Cell experiment:

U-2 OS cells seeded in 60-mm-diameter dishes are incubated with DMSO, 10 μM STS as an inducer of apoptosis, or increasing concentrations of Digoxin at 37℃ for 6 h. Cells are washed with fluorescence-activated cell sorter (FACS) buffer (PBS with 2% FBS) and stained with PI. Cell staining is quantified using a BD LSRII flow cytometer and FlowJo software. Alternatively, U-2 OS cells seeded in 96-well plates are incubated with DMSO, STS, or increasing concentrations of Digoxin at 37℃ for 6 or 24 h. PrestoBlue reagent is added to supernatants of compound-treated cells, and cells are incubated at 37℃ for 30 min. Fluorescence as a surrogate for cell viability is quantified using a Synergy H1 plate reader[1].

Digoxin is a potent inhibitor of Na+/K+-ATPase, clinically used to treat arrhythmia and heart failure.
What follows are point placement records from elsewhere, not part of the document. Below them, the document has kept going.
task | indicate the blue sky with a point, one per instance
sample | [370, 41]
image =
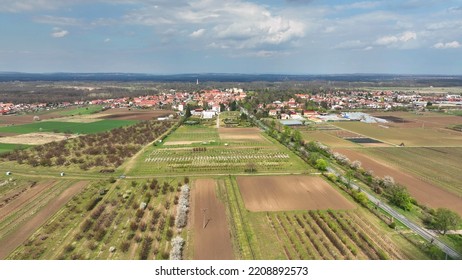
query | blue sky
[232, 36]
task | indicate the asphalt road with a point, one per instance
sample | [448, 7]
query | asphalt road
[427, 235]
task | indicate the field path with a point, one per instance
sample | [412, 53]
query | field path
[24, 198]
[214, 241]
[132, 161]
[16, 238]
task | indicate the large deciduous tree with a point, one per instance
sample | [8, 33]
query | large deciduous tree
[446, 219]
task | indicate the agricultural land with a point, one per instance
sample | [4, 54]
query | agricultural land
[161, 177]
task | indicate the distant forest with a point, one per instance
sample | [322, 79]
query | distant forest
[62, 87]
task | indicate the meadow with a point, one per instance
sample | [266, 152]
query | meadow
[4, 148]
[109, 221]
[313, 234]
[439, 165]
[196, 149]
[67, 127]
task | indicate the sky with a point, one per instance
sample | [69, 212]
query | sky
[232, 36]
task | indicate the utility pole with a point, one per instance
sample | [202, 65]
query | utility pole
[204, 220]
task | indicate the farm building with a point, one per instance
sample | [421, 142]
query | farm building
[208, 114]
[291, 122]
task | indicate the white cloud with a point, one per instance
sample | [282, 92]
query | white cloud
[449, 45]
[352, 44]
[59, 33]
[401, 38]
[60, 21]
[197, 33]
[236, 24]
Digoxin, a sodium-potassium ATPase inhibitor, has a negative Z score of –26.67, suggesting a function for the sodium-potassium ATPase in CHIKV infection. Relative to DMSO-treated cells, treatment of U-2 OS cells with Digoxin results in a dose-dependent decrease in CHIKV infection with a half-maximal effective concentration (EC50) of 48.8 nM. Digoxin treatment similarly decreases CHIKV infection of primary human synovial fibroblasts (HSFs) and Vero African green monkey kidney cells with EC50s of 43.9 nM and 67.3 nM, respectively. Digoxin treatment significantly diminishes CHIKV infection in these cell types, with EC50s of 16.2 μM in ST2 cells and 23.2 μM in C2C12 cells, values 330 and 475 times the EC50 of Digoxin in U-2 OS cells. Cell viability is only modestly impaired at 24 h posttreatment with 1 μM Digoxin, a dose 20 times the Digoxin EC50 for CHIKV antiviral activity in these cells[1].

References:
[1]. Ashbrook AW, et al. Antagonism of the Sodium-Potassium ATPase Impairs Chikungunya Virus Infection. MBio. 2016 May 24;7(3). pii: e00693-16.